I have an ETL script using Pandas, and to make it more scalable I am trying to recreate it with Pyspark. Got everything going so far, but having issues with a particular transformation to a daily dataset. I have one record per ID with start date and end date
id age state start_date end_date
123 18 CA 2/17/2019 5/4/2019
223 24 AZ 1/17/2019 3/4/2019
I want to create a record for each day between the start and end day, so I can join daily activity data to it. The target output would look something like this
id age state start_date
123 18 CA 2/17/2019
123 18 CA 2/18/2019
123 18 CA 2/19/2019
123 18 CA 2/20/2019
123 18 CA 2/21/2019
…
123 18 CA 5/2/2019
123 18 CA 5/3/2019
123 18 CA 5/4/2019
And of course do this for all ids and their respective start dates in the dataset. I was able to do this in Pandas using the following approach
melt = df.melt(id_vars=['id', 'age', 'state'], value_name='date').drop('variable', axis=1)

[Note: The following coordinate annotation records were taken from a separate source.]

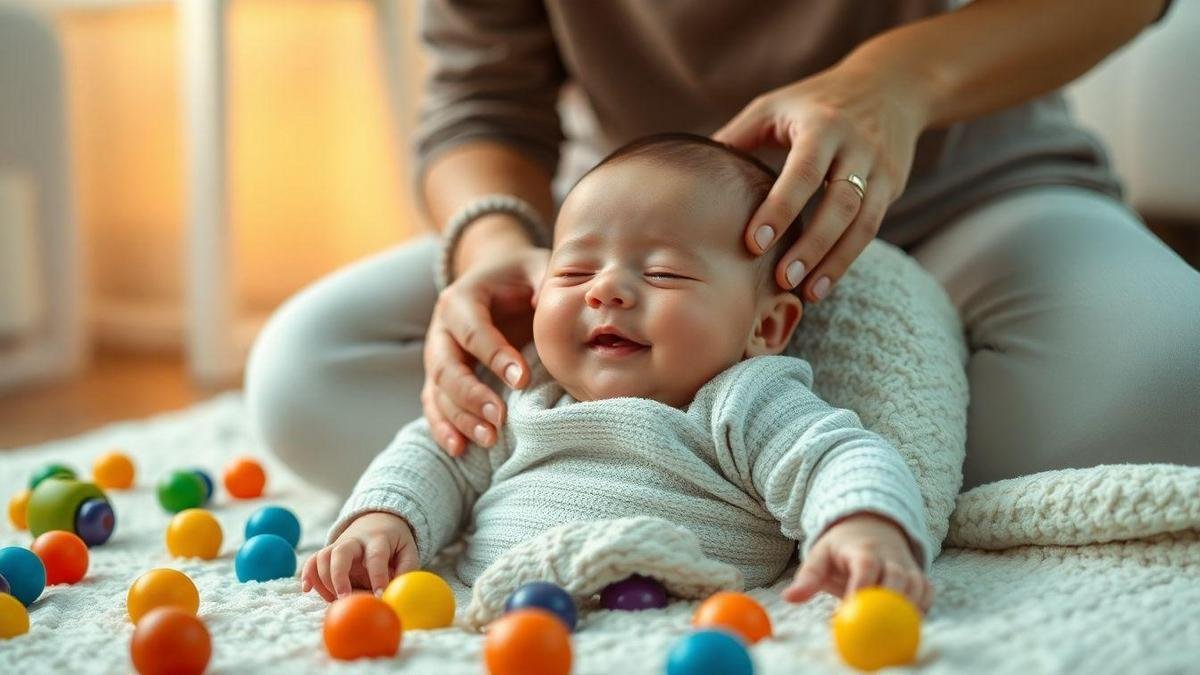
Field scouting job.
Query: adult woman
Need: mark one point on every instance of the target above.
(936, 132)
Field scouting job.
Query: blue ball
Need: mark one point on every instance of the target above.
(546, 596)
(208, 483)
(95, 521)
(265, 557)
(709, 652)
(275, 520)
(24, 572)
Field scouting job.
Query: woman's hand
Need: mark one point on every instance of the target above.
(857, 551)
(484, 316)
(845, 120)
(372, 549)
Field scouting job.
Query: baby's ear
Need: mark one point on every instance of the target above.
(774, 324)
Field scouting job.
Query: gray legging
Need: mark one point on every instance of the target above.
(1084, 333)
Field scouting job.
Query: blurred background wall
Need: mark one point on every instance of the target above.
(317, 177)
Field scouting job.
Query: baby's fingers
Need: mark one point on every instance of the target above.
(321, 577)
(376, 560)
(345, 555)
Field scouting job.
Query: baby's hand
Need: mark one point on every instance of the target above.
(367, 554)
(862, 550)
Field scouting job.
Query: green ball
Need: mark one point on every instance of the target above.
(54, 503)
(180, 490)
(51, 471)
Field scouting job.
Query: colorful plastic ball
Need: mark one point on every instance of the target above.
(180, 490)
(64, 554)
(244, 478)
(24, 572)
(875, 628)
(634, 593)
(361, 626)
(264, 557)
(528, 641)
(193, 532)
(544, 595)
(208, 483)
(54, 505)
(171, 641)
(113, 471)
(13, 617)
(95, 521)
(421, 599)
(275, 520)
(18, 508)
(51, 471)
(161, 587)
(709, 652)
(733, 611)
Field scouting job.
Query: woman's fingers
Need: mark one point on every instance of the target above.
(807, 163)
(471, 323)
(856, 238)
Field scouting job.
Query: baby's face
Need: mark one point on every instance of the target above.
(653, 255)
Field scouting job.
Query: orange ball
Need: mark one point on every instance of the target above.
(528, 641)
(361, 626)
(161, 587)
(244, 478)
(64, 554)
(18, 506)
(113, 471)
(171, 641)
(736, 611)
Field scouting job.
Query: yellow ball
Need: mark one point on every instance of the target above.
(193, 532)
(18, 506)
(13, 617)
(113, 471)
(876, 627)
(161, 587)
(421, 599)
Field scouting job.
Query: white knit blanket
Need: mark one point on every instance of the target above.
(1104, 608)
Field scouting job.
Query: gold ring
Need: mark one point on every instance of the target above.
(856, 181)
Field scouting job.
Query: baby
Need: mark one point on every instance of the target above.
(658, 389)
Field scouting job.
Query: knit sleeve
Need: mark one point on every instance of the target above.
(808, 463)
(493, 72)
(418, 481)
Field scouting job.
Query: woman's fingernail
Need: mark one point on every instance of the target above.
(821, 287)
(492, 413)
(763, 236)
(795, 273)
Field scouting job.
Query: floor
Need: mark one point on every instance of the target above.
(117, 386)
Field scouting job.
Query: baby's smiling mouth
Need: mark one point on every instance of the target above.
(615, 345)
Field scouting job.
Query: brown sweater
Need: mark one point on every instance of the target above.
(631, 67)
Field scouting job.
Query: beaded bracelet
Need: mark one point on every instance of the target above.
(529, 219)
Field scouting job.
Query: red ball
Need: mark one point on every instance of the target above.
(171, 641)
(64, 554)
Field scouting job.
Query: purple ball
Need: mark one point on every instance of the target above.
(95, 521)
(634, 593)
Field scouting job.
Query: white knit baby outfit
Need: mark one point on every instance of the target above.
(755, 464)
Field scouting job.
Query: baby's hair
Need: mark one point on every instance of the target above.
(725, 163)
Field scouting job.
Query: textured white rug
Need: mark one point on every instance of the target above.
(1102, 608)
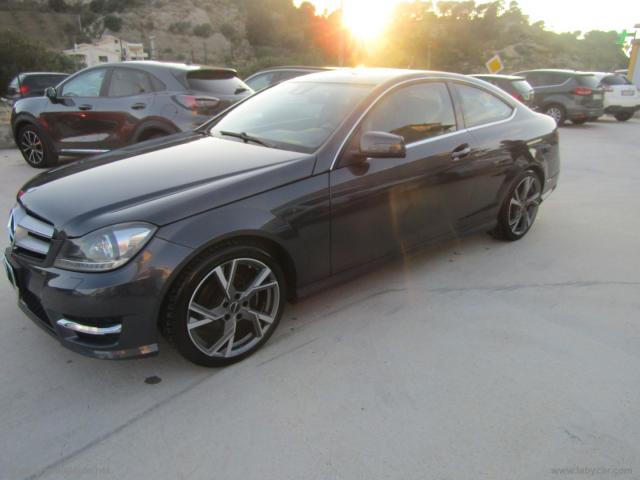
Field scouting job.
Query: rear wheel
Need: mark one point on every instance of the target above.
(520, 208)
(557, 112)
(623, 116)
(226, 305)
(36, 148)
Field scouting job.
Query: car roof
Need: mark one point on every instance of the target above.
(497, 76)
(556, 70)
(176, 66)
(373, 76)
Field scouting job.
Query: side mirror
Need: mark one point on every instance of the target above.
(51, 93)
(382, 145)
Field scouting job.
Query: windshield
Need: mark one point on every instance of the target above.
(298, 116)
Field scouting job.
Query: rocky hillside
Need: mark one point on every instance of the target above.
(202, 31)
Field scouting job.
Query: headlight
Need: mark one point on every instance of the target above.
(104, 249)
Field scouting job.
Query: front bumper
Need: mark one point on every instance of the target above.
(107, 315)
(585, 113)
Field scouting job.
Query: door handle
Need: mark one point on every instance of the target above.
(460, 152)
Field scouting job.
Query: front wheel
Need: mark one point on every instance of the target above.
(35, 147)
(520, 207)
(623, 116)
(226, 305)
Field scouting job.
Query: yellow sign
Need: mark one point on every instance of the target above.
(495, 65)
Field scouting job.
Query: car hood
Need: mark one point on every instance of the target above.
(160, 182)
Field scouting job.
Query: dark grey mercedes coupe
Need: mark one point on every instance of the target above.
(205, 236)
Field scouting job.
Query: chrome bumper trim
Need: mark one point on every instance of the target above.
(78, 327)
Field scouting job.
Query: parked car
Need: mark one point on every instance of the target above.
(109, 106)
(207, 234)
(517, 87)
(272, 75)
(621, 97)
(566, 94)
(32, 84)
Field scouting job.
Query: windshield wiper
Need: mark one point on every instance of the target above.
(246, 137)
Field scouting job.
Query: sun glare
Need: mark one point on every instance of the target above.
(366, 19)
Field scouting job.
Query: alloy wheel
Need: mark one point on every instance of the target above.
(32, 147)
(233, 307)
(523, 205)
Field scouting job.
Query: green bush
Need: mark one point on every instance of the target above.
(180, 28)
(203, 30)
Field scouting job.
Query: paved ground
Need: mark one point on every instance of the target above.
(474, 360)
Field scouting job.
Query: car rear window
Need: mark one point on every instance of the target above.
(590, 81)
(522, 86)
(41, 82)
(615, 80)
(217, 82)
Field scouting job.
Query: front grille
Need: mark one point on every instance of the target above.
(29, 235)
(33, 304)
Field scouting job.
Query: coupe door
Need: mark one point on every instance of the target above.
(383, 206)
(497, 143)
(75, 119)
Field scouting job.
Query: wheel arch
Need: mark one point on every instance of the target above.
(153, 125)
(244, 238)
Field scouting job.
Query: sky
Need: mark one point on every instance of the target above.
(558, 15)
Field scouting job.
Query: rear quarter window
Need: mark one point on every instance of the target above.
(590, 81)
(220, 83)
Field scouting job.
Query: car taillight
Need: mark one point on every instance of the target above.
(198, 105)
(583, 91)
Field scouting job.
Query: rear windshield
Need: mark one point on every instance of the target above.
(590, 81)
(41, 81)
(215, 81)
(615, 80)
(522, 86)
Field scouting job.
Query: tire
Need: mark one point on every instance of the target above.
(36, 148)
(557, 112)
(214, 326)
(513, 224)
(623, 116)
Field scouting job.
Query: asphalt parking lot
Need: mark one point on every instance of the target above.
(475, 359)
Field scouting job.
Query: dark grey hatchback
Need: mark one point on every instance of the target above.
(204, 236)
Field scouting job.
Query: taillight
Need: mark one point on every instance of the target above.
(198, 105)
(583, 91)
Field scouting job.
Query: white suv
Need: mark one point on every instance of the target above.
(621, 97)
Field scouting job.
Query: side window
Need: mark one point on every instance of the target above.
(417, 112)
(480, 107)
(261, 81)
(126, 82)
(86, 84)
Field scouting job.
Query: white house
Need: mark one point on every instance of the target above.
(106, 50)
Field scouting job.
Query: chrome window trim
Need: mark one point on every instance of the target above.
(514, 109)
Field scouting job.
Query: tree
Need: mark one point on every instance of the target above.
(18, 54)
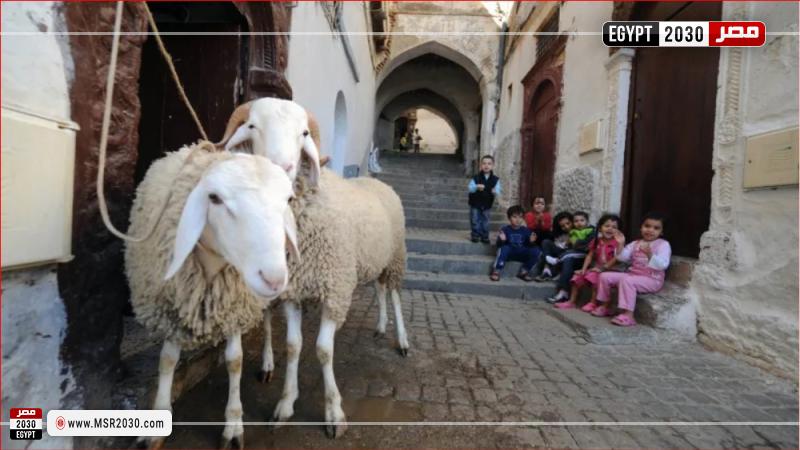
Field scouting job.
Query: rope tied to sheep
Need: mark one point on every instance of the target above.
(205, 144)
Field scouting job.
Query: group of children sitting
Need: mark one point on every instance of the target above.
(568, 249)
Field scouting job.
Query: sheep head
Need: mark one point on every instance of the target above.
(239, 214)
(279, 129)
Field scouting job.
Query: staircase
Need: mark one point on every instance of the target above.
(441, 258)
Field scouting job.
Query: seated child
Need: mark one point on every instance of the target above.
(562, 225)
(649, 258)
(539, 220)
(601, 257)
(515, 242)
(579, 237)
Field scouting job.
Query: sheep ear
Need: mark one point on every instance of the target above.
(242, 135)
(311, 148)
(190, 227)
(238, 117)
(291, 233)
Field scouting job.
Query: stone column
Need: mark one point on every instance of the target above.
(619, 66)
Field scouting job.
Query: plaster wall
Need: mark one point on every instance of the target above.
(584, 99)
(40, 67)
(437, 135)
(318, 69)
(33, 312)
(746, 282)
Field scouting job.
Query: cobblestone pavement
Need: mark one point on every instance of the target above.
(495, 359)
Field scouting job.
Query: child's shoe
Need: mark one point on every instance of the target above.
(602, 311)
(544, 276)
(561, 296)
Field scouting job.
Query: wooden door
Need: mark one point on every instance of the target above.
(210, 68)
(539, 144)
(670, 142)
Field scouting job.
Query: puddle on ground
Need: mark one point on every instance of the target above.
(381, 410)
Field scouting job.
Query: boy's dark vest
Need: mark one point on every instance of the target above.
(483, 199)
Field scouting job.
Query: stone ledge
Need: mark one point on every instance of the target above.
(671, 308)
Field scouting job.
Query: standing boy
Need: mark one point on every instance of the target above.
(483, 187)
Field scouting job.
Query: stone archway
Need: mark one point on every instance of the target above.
(420, 75)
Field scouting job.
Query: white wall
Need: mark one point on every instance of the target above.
(36, 76)
(318, 70)
(746, 283)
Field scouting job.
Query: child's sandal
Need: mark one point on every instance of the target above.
(623, 320)
(525, 276)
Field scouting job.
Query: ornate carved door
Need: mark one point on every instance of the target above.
(670, 146)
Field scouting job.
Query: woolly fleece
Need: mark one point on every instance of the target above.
(350, 232)
(186, 309)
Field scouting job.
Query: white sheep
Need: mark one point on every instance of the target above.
(222, 243)
(351, 232)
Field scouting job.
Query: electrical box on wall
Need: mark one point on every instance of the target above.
(38, 157)
(591, 137)
(771, 159)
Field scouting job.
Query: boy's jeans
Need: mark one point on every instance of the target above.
(479, 221)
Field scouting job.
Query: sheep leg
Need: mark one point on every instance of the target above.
(170, 354)
(267, 363)
(233, 434)
(334, 415)
(380, 290)
(294, 343)
(402, 338)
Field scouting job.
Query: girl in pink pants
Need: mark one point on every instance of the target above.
(649, 259)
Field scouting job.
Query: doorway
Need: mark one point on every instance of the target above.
(210, 68)
(671, 131)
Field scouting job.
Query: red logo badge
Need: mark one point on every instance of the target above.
(736, 34)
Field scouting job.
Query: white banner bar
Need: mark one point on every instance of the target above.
(109, 423)
(683, 34)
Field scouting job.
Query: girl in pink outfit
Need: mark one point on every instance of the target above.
(649, 259)
(601, 257)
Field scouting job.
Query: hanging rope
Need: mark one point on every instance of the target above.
(101, 165)
(172, 70)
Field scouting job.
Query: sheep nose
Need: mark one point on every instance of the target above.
(273, 283)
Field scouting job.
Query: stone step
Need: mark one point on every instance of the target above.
(508, 286)
(453, 224)
(671, 308)
(442, 213)
(432, 182)
(445, 242)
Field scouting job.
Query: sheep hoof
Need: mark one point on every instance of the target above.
(264, 376)
(334, 431)
(236, 442)
(150, 443)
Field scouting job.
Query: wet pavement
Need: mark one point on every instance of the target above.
(498, 360)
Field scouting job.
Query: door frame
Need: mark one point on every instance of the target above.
(543, 71)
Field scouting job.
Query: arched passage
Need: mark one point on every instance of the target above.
(446, 77)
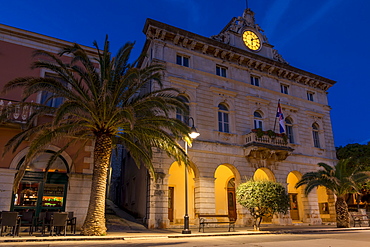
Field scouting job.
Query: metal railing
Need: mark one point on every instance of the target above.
(14, 110)
(266, 139)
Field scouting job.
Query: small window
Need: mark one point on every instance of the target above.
(315, 135)
(47, 97)
(180, 114)
(310, 96)
(221, 71)
(182, 60)
(289, 130)
(255, 81)
(258, 123)
(284, 89)
(223, 118)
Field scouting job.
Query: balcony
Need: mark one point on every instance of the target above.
(13, 111)
(264, 148)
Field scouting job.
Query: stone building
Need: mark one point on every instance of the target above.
(232, 83)
(68, 184)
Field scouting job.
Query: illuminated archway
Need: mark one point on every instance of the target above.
(176, 193)
(295, 196)
(225, 191)
(323, 200)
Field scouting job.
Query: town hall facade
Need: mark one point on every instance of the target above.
(232, 83)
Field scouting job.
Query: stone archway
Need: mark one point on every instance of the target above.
(295, 196)
(176, 193)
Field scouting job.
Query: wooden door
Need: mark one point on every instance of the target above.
(294, 213)
(170, 203)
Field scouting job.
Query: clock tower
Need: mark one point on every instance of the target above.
(243, 32)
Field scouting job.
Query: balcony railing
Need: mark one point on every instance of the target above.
(252, 138)
(14, 111)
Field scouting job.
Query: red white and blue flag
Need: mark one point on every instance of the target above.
(280, 115)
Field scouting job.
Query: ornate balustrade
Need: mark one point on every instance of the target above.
(253, 138)
(14, 111)
(265, 149)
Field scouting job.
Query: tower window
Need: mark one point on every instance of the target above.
(255, 81)
(221, 71)
(310, 96)
(284, 89)
(223, 118)
(315, 135)
(258, 123)
(182, 60)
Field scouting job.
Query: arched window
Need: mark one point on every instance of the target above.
(258, 123)
(289, 129)
(180, 114)
(223, 118)
(315, 135)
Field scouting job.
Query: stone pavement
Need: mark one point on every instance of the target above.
(123, 226)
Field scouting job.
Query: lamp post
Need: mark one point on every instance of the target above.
(193, 134)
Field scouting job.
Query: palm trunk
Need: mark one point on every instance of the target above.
(94, 224)
(341, 209)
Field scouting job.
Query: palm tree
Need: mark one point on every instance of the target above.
(341, 180)
(106, 106)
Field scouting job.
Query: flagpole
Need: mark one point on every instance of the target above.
(277, 108)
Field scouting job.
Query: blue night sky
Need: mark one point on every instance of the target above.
(326, 37)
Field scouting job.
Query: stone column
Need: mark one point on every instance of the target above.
(78, 196)
(311, 213)
(6, 188)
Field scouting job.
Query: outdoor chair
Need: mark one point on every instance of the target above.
(10, 219)
(71, 221)
(27, 219)
(46, 221)
(58, 222)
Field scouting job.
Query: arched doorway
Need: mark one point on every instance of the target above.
(37, 192)
(264, 174)
(295, 196)
(176, 193)
(225, 192)
(323, 200)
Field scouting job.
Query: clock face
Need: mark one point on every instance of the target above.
(251, 40)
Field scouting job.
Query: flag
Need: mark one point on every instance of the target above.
(280, 115)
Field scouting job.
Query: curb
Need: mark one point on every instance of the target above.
(151, 236)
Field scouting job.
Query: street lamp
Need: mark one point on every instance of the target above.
(193, 134)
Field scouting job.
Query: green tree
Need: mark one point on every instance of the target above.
(341, 180)
(106, 106)
(262, 198)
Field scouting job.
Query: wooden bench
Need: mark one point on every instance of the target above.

melt['date'] = pd.to_datetime(melt['date'])
melt = melt.groupby('id').apply(lambda x: x.set_index('date').resample('d').first())\
.ffill()\
.reset_index(level=1)\
.reset_index(drop=True)
But I am fairly new to Pyspark (and was struggling with this in Pandas) so I'm stuck here. Any help is much appreciated - thanks!